Il dopoguerra è stato diverso al Sud e al Nord. Nel Meridione salvo pochi casi (Napoli) non ci sono stati eventi traumatici. Del resto c’erano gli alleati. Sono scomparsi alcuni segni esteriori. A Manfredonia altri cambiamenti sono avvenuti negli anni sessanta. Come l’edificio scolastico intitolato a Costanzo Ciano (poi Francesco De Sanctis) o via Principe Umberto. Per quest’ultimo ci fu un vivace dibattito in consiglio comunale tra l’unico consigliere monarchico e il gruppo del partito comunista. Ora è via delle Antiche Mura. Una denominazione quest’ultima maturata dall’attenzione verso il centro storico, i torrioni, il castello (donato allo Stato), la novità delle Stele Daunie. Ci sono altre cose che sono state dimenticate e trascurate: il confino delle Tremiti, dove c’era una biblioteca dei reclusi, arredi, il cimitero dove erano sepolti gli anarchici… E poi il campo di concentramento a Manfredonia. Una lapide è stata posta solo qualche anno fa.

Ci sono ancora segni del ventennio. Si vedono fasci sui tombini dell’acquedotto a Manfredonia e Monte S. Angelo e su alcuni edifici. Li sostituiamo? O abbiamo paura di dire che l’acquedotto pugliese è una realizzazione di quel periodo? O vorremmo che non fosse avvenuta? Ci sono i villaggi rurali, le case cantoniere, le opere di bonifica…

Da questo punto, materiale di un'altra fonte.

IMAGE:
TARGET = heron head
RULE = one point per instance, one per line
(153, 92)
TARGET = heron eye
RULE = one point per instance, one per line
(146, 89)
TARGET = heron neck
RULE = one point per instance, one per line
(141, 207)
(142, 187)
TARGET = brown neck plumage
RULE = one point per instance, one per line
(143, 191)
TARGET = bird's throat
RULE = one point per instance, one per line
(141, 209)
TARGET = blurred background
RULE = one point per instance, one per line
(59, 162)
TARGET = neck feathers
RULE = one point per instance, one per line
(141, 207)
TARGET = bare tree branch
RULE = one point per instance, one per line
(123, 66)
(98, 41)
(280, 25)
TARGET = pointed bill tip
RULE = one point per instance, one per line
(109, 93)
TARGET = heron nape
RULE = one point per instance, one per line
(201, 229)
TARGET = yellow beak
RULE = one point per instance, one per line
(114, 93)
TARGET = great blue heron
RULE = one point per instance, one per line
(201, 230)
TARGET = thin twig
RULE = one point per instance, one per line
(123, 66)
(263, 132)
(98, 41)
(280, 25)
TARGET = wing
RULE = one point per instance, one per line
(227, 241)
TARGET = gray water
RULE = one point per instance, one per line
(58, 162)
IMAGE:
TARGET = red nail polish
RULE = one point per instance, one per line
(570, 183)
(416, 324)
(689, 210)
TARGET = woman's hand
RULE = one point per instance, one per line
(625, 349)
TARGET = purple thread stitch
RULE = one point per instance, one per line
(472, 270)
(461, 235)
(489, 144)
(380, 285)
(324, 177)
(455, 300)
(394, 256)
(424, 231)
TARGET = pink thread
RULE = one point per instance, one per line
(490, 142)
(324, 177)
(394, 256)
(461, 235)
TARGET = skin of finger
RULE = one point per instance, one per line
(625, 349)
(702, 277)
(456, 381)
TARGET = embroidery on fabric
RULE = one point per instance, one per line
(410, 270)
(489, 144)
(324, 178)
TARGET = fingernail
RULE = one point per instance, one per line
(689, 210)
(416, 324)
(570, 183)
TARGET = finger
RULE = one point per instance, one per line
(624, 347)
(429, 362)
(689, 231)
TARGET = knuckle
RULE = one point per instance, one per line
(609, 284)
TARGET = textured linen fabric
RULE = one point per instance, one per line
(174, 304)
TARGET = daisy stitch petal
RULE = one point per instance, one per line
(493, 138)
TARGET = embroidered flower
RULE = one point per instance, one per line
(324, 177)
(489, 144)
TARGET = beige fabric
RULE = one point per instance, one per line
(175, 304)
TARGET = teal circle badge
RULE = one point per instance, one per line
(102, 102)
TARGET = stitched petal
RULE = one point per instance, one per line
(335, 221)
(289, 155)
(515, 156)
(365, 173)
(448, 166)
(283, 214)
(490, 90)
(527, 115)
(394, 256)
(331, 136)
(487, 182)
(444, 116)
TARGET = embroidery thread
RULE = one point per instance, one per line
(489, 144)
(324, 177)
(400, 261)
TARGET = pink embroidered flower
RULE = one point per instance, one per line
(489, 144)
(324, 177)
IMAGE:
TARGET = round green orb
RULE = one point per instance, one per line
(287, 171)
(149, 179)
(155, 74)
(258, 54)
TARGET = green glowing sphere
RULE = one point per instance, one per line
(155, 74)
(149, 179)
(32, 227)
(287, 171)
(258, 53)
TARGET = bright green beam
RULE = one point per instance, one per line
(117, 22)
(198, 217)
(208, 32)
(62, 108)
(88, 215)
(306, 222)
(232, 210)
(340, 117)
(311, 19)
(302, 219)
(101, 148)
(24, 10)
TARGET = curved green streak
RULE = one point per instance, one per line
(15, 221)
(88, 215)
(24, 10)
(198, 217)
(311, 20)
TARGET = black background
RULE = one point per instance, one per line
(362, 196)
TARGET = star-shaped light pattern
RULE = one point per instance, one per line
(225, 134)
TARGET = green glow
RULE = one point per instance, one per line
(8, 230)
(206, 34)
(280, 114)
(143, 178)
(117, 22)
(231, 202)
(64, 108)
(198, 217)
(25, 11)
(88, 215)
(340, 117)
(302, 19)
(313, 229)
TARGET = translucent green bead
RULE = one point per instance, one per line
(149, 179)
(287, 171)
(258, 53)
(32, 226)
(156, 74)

Mussolini progettò la bonifica pontina e riuscì a far crescere il grano dove c’erano paludi e malaria. Fu una grande opera, sarebbe disonesto negarlo. Ricordo che il mio amico Treves era preoccupato. Sandro, mi diceva, se questo continua così siamo fregati”, questa riflessione di Sandro Pertini, è inquietante e indica la difficoltà degli oppositori di fronte a un totalitarismo di massa.

La Bonifica integrale diventò legge con il fascismo e in Capitanata ci provò prima il Consorzio di bonifica con un piano che prevedeva 103 nuovi centri tra cui 5 nuovi comuni. Ma l’opposizione degli agrari fu aspra e aggressiva… Furono creati i borghi di Siponto (tutti gli edifici esistenti sono stati costruiti allora, compreso l’alzabandiera), Tavernola e La Serpe (poi Mezzanone), dove alle famiglie furono assegnati 4 ettari comprati da una Opera Pia, senza intaccare il latifondo. Mussolini, in visita in Capitanata, rimase deluso e nel discorso a Foggia disse che dopo l’agro pontino si sarebbe pensato a Foggia. Si rallentò per l’impresa etiopica e la proclamazione dell’impero. Nel 1938 Araldo Di Crollalanza, presidente Opera Nazionale Combattenti, e l’architetto Concezio Petrucci predisposero il piano di urbanizzazione della bonifica nel Tavoliere con l’esproprio di ca 30.000 ettari e l’assegnazione a 1384 famiglie di poderi da 15 a 30 ettari, con due borghi (Cervaro e Giardinetto) e due comuni rurali (Segezia e Incoronata). Un terzo, Daunilia, doveva sorgere sulla strada Foggia – Manfredonia. I borghi sono di grande interesse (Segezia in particolare), storico e architettonico, e meritano di essere salvaguardati e visitati.

Ma i conti veri con il fascismo restano purtroppo aperti, e non siamo stati purtroppo “brava gente”. Le folle deliranti all’impresa d’Etiopia, alle leggi sulla razza, all’ingresso in guerra erano impressionanti. Il consenso c’era in tutti i ceti e classi sociali. In Italia 45 milioni di fascisti diventano 45 milioni di antifascisti (Winston Churchill). Un’immagine che è rimasta e che ha avuto echi anche durante la pandemia. Alla richiesta di lockdwon, nel Regno Unito, nella prima ondata, Boris Johnson rispose: “Noi inglesi siamo amanti della libertà”. E pensava a Churchill. Ha dovuto rispondere Sergio Mattarella.